Пограничные бродяги - Эмар Густав (бесплатная библиотека электронных книг TXT) 📗
— О-о! — воскликнул молодой человек, в отчаянии закрывая лицо руками.
— Идемте, — снова сказал Транкиль.
Чистое Сердце внимательно и с полным хладнокровием следил за этой странной сценой.
— Одну минуту! — ответил он и, сделав шаг вперед, положил руку на плечо Ягуара.
Последний поднял голову.
— Что вам нужно? — спросил он подошедшего.
— Выслушайте меня, senor caballero, — сказал Чистое Сердце серьезным тоном. — Какое-то тайное предчувствие подсказывает мне, что поведение ваше вовсе не так уж предосудительно, как можно думать, и что наступит время, когда вы получите возможность оправдаться в глазах общества.

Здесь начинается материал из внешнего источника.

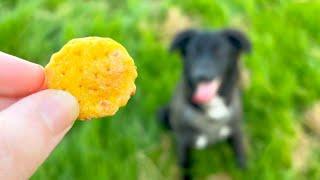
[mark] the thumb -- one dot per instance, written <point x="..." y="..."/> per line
<point x="31" y="128"/>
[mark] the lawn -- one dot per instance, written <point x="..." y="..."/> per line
<point x="282" y="83"/>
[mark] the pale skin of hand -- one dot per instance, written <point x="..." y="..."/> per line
<point x="33" y="119"/>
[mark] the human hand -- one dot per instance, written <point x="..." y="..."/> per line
<point x="32" y="120"/>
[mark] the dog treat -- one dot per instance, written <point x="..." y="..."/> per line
<point x="99" y="72"/>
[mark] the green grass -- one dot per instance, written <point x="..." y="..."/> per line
<point x="285" y="80"/>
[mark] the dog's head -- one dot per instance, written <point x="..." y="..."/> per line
<point x="207" y="57"/>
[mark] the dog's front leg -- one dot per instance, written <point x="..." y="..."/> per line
<point x="236" y="142"/>
<point x="184" y="155"/>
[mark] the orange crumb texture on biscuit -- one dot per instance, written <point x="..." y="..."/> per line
<point x="99" y="72"/>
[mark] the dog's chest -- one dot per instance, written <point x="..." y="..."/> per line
<point x="219" y="114"/>
<point x="217" y="110"/>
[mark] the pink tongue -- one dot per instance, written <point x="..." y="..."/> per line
<point x="205" y="92"/>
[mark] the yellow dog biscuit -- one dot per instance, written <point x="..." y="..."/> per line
<point x="99" y="72"/>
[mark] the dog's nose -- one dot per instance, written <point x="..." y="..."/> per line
<point x="202" y="74"/>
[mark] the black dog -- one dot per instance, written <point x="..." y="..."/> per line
<point x="206" y="106"/>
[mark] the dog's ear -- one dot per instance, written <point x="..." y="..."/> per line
<point x="238" y="39"/>
<point x="181" y="41"/>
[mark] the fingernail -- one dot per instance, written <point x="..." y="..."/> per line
<point x="59" y="110"/>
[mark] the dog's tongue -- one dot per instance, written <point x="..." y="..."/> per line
<point x="205" y="92"/>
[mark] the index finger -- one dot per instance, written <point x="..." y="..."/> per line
<point x="19" y="77"/>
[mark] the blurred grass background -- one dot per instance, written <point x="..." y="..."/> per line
<point x="283" y="78"/>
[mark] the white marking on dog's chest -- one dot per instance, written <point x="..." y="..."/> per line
<point x="224" y="131"/>
<point x="201" y="142"/>
<point x="217" y="109"/>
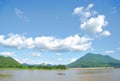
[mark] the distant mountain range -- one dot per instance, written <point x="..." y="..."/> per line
<point x="8" y="62"/>
<point x="95" y="60"/>
<point x="88" y="60"/>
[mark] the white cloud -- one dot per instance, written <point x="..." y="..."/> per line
<point x="59" y="59"/>
<point x="108" y="51"/>
<point x="34" y="54"/>
<point x="58" y="54"/>
<point x="73" y="59"/>
<point x="7" y="54"/>
<point x="91" y="20"/>
<point x="105" y="33"/>
<point x="19" y="13"/>
<point x="94" y="25"/>
<point x="84" y="13"/>
<point x="114" y="10"/>
<point x="47" y="43"/>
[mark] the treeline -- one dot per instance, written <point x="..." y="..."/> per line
<point x="36" y="67"/>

— О! Если бы я только мог свободно говорить в настоящую минуту.
— Когда же сочтете вы возможным для себя нарушить свое молчание?
— Откуда я могу это знать? Все зависит от обстоятельств, изменить которые я не в силах.
— Таким образом, вы не в состоянии указать определенный срок?
— Вот именно: я связан клятвой, которую не считаю себя вправе нарушить.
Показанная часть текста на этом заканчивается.